深い闇に沈んでいた私を引き上げたのは、誰かの声





Chapter.1 - Act.9 差し出された蒼





「起きろ、

「・・・・・・っ・・・・・・!?」



バシャン



「冷たっ・・・・・・!!」



水?!

あまりの冷たさに飛び起きた。

・・・・・・もともと寝ていたという自覚は無かったけれども。

一体何が起きたというの?

状況を把握しようと辺りを見回すと、タルタロスの船内だった。

罪人用の船室で、まるで牢屋のように鉄格子が嵌め込まれているところだ。

たしか私は甲板で戦っていたはずだ。

大勢のオラクルと、ライガにグリフィンと・・・・・・。

途中から記憶がぷっつりと途絶えている。

・・・・・・マルコが死んでしまった辺りから、ぷっつりと記憶が存在しない。

気を失う直前の記憶と言えば、紅い―――そう、まるでルークのような紅い髪で・・・・・・。



「目は覚めたか?」



目の前にいる人間は、まさにその紅い髪を持っていた。

オラクルで、紅い髪。

私は一つの噂を耳にしていた。

ただし、その噂は一度だけ聞かされたものだ。

彼の名を思い出そうと意識すると、自然にするりと彼の名が出てきた。



「!六神将・・・・・・鮮血の、アッシュ!?」



たしか『特務』師団長。

その紅い髪は血で染まった、なんてこともまことしやかに囁かれているらしい。

表舞台には殆ど出てこないはずだ。

でも、その彼がなぜこんなところへ?



「・・・・・・それだけか?」

「え?」

「いや、なんでもねぇ」



口を挟む前に勝手に自己完結をされてしまった。

わけが分からない。

ふいっと後ろを向かれてしまった。
 


「殺さないの?それとも捕虜かしら?」



あれだけ中立を謳うオラクルが、マルクト船籍を襲っただなんてことが世間に知られるわけにはいかないだろう。

目撃者は一人残さず殺してしまうのがお約束というものだ。

そこまで考えて無性にみんなが心配になった。

・・・・・・ジェイド達、大丈夫かしら?

ジェイドが危険な目に合うかどうかと言われれば、正直言ってありえない。

でも万が一が起りうるのが戦場だ。

だからこそ、マルコ達が死んだのだ。



「殺さない――――――いや、殺せない」

「どういう意味?」

「とりあえず、こういうこった」



カランッ!


 
蒼い鞘に収められた二本のナイフがアッシュによって目の前に落とされた。

私のナイフだ。



「見逃してくれるってこと?」

「今回だけだ。・・・・・・そう何度も見逃すと俺の身が危ねぇからな」

「今ここで私がナイフを抜いて、貴方を攻撃したらどうなる?」

「後悔させてやるよ」



はっ!とアッシュが鼻で笑い、一蹴した。

彼はそのまま後ろを向いて、この場を去ろうとした。



「今は左舷昇降口だけが使える。
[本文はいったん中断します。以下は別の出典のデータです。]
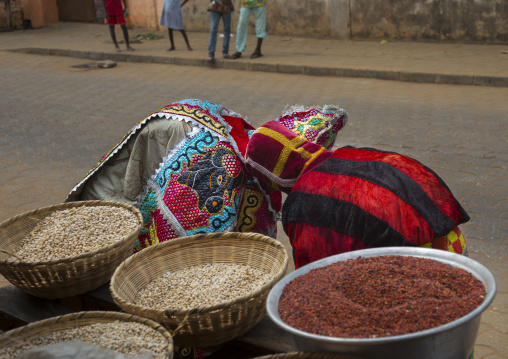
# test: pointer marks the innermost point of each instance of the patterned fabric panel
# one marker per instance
(317, 125)
(254, 214)
(197, 190)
死霊使い殿が非常停止してくださったからな」

「・・・・・・いつか借りは返すわ」

「・・・・・・早く行け!お仲間に置いてきぼり喰うぞっ!!」



今度こそ本当にアッシュが出て行った。

本当は戦って倒してしまえるものならそうしたかったが、今はそうするべきではない。

下手に彼を攻撃して騒ぎを起こしてしまえば私が殺されてしまうし、何より今がとても逃げやすい状態であるのだから、みんなと合流するためにもできるだけ静かに動きたい。
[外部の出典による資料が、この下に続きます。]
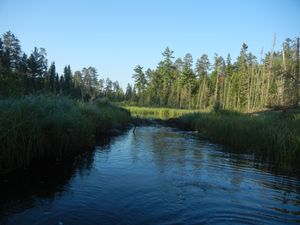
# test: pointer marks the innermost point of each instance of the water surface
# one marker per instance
(157, 176)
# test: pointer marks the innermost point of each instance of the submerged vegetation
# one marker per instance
(273, 136)
(35, 128)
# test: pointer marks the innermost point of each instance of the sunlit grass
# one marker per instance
(272, 136)
(47, 127)
(157, 113)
それに、今この艦には六神将が他にもいるのではないだろうか。



「早く、合流しなくちゃ」



濡れた服をなんとか乾かそうと、第三音素の譜術を少し使う。

服が乾き、立ち上がると全身が筋肉痛になったかのように痛かったが、そんなことは我慢すれば済む話だ。

そしてナイフをいつものように腰に戻すと、何故かとても安心した。